岩見沢駅に昼時に降りたとしよう。腹がすいたな、ということで食堂を探す。しかし岩見沢というところは、駅前で昼餉(ランチ)にしようとすると意外と困るところなのだ。つまり岩見沢駅前に食堂は極端に少ない。
そんなとき、私が決まっていく店があって、それは交番の斜め向かいにある西谷食堂なのである。
この店は、いわゆる大衆食堂であり、たとえば車寅次郎が、なにげにそばでも食べている、そんな情景を思い浮かべていただければよろしい店だ。

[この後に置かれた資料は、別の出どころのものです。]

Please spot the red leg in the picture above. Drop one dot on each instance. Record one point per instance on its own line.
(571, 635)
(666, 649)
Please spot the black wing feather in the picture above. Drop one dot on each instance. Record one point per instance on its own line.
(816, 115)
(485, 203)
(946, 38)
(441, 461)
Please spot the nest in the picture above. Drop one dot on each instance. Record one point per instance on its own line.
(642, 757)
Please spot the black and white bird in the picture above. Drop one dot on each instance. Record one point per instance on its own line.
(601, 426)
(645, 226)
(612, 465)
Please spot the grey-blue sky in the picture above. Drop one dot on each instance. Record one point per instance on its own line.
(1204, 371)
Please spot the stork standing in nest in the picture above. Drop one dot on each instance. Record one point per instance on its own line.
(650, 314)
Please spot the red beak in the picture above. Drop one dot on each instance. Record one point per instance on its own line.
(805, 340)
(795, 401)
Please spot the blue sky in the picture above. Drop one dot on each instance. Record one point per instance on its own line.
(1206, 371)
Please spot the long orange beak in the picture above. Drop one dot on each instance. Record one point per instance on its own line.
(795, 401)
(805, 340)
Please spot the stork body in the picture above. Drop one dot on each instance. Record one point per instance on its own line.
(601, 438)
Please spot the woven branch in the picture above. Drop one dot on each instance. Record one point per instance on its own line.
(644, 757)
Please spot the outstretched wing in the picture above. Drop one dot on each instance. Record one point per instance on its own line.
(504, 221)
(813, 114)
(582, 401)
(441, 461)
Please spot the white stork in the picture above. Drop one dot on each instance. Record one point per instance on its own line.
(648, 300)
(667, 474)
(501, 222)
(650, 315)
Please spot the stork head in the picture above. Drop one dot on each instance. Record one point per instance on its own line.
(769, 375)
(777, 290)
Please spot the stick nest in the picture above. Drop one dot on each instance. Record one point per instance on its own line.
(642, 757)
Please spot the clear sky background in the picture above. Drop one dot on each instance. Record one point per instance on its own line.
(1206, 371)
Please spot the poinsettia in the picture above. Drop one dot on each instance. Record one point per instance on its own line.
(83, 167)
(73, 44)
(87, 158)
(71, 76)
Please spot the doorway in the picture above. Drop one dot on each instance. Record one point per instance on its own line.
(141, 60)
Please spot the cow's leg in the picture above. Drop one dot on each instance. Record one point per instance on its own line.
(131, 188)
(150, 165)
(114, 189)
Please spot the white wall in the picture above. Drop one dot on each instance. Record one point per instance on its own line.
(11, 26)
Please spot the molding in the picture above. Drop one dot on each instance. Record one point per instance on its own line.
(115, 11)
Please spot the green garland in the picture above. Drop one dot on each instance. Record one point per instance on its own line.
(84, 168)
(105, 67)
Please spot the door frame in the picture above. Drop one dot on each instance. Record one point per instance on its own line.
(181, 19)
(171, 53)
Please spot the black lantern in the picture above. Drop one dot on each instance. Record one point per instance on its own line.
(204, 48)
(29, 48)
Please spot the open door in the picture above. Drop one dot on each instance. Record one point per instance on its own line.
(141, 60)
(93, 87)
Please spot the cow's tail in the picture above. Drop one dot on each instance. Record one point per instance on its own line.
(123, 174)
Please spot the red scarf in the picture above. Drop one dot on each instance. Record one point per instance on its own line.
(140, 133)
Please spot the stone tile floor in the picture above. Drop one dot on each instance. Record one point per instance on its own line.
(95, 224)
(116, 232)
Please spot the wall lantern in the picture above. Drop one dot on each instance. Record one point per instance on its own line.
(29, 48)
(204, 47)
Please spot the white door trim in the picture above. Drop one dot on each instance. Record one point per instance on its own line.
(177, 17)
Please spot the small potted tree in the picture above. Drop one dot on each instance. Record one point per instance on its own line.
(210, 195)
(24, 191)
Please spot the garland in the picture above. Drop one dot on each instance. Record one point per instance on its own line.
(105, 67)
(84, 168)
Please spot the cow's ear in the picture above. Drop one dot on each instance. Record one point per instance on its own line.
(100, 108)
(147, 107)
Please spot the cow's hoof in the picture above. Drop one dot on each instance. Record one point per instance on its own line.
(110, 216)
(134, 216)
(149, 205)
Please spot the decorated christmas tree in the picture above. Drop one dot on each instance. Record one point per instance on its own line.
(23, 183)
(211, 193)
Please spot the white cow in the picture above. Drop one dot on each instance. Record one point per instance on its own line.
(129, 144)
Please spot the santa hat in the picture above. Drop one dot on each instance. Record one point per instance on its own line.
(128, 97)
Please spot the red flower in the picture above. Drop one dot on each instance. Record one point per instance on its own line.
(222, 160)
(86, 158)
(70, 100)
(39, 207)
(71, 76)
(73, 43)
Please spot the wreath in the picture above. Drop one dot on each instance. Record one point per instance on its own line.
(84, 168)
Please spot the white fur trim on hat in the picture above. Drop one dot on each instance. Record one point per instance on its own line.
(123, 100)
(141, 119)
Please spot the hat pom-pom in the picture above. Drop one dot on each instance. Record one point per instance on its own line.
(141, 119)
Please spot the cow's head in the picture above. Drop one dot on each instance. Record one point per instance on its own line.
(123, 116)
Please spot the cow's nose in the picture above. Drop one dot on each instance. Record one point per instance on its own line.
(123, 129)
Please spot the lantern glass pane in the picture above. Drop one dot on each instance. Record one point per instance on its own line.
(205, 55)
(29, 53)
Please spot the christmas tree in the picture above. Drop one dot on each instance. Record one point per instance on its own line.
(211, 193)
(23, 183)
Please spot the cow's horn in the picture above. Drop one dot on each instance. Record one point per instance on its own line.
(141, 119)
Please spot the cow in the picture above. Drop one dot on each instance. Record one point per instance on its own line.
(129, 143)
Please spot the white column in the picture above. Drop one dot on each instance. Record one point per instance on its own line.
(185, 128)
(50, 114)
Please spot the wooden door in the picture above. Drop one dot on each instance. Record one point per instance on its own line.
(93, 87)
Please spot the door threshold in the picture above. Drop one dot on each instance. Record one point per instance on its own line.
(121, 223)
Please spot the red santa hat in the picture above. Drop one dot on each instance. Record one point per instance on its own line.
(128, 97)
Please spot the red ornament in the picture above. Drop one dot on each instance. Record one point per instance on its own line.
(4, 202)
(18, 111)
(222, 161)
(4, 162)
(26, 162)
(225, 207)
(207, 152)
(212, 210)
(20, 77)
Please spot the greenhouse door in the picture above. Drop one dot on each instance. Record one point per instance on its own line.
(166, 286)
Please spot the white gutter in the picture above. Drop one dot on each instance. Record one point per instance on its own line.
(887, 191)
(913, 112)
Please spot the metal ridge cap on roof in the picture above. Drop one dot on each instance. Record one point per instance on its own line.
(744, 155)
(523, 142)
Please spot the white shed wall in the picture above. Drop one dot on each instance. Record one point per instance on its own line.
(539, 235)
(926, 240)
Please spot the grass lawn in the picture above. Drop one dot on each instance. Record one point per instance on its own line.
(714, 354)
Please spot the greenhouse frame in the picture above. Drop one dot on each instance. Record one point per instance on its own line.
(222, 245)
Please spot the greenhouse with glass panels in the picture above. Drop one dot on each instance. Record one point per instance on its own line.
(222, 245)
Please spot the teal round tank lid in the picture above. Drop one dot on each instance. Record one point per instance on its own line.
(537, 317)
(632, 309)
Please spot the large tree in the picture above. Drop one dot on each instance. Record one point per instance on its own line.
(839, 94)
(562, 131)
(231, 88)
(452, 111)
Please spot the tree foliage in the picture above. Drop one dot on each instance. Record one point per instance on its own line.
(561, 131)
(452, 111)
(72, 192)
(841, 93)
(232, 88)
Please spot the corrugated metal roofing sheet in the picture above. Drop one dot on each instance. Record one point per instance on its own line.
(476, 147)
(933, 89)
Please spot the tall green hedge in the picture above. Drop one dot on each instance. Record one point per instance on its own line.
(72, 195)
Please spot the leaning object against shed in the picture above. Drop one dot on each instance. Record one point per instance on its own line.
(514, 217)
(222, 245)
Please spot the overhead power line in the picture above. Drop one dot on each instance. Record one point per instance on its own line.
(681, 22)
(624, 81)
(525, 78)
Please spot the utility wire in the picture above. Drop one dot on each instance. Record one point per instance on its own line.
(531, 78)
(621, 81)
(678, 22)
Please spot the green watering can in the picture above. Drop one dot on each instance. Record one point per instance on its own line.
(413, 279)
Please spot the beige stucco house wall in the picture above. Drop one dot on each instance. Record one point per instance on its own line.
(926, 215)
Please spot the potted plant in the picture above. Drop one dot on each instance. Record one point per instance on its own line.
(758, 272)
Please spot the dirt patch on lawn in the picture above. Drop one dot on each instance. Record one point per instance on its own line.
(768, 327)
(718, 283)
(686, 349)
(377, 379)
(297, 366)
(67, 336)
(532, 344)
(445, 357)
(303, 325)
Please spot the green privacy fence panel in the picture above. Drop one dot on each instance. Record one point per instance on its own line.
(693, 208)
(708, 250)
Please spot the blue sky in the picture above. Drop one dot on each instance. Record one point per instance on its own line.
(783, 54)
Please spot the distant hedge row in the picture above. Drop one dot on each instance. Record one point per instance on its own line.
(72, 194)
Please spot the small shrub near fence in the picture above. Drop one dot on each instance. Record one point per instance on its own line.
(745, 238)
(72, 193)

メニューは豊富で、麺類でも、ご飯ものでもなんでもある。つまり、ないものはないのだが、私がきまって食べるのは丼ものなのである。
カツ丼
ここのカツ丼は妙にはまる。特別いい肉を使っているわけでもないし、カツがドンと厚いわけでもない。ただの淡々としたカツ丼であるのだが、しかし一口食べたとき、これはなんだ、なのである。そして食べすすめるうちに、ますます、これはなんだ、という思いが強くなる。
その、これはなんだ、の正体は、生姜味なのだ。それはたとえば、しょうが焼き定食の味がかつどんになったと思っていただければよろしいわけで、あたしの知る限り、生姜味のカツ丼は、ここ西谷食堂でしかお目にかかれないのである。つまりこれも岩見沢の誇る国士無双ということになるだろう。
それは暫く経つとまた食べたくなる、という習慣性が強い味なのであり、私は、ついつい西谷食堂へ足が向いてしまうのである。
開花丼
そしてもうひとつの贔屓は開花丼である。私の住んでるところには存在しない、たぶん北海道オリジナルのこのネーミングの丼は、他人丼といっていまえばそれまでなのだが、それをわざわざ開花丼と呼ぶところに、岩見沢の、北海道の食のプライドがある。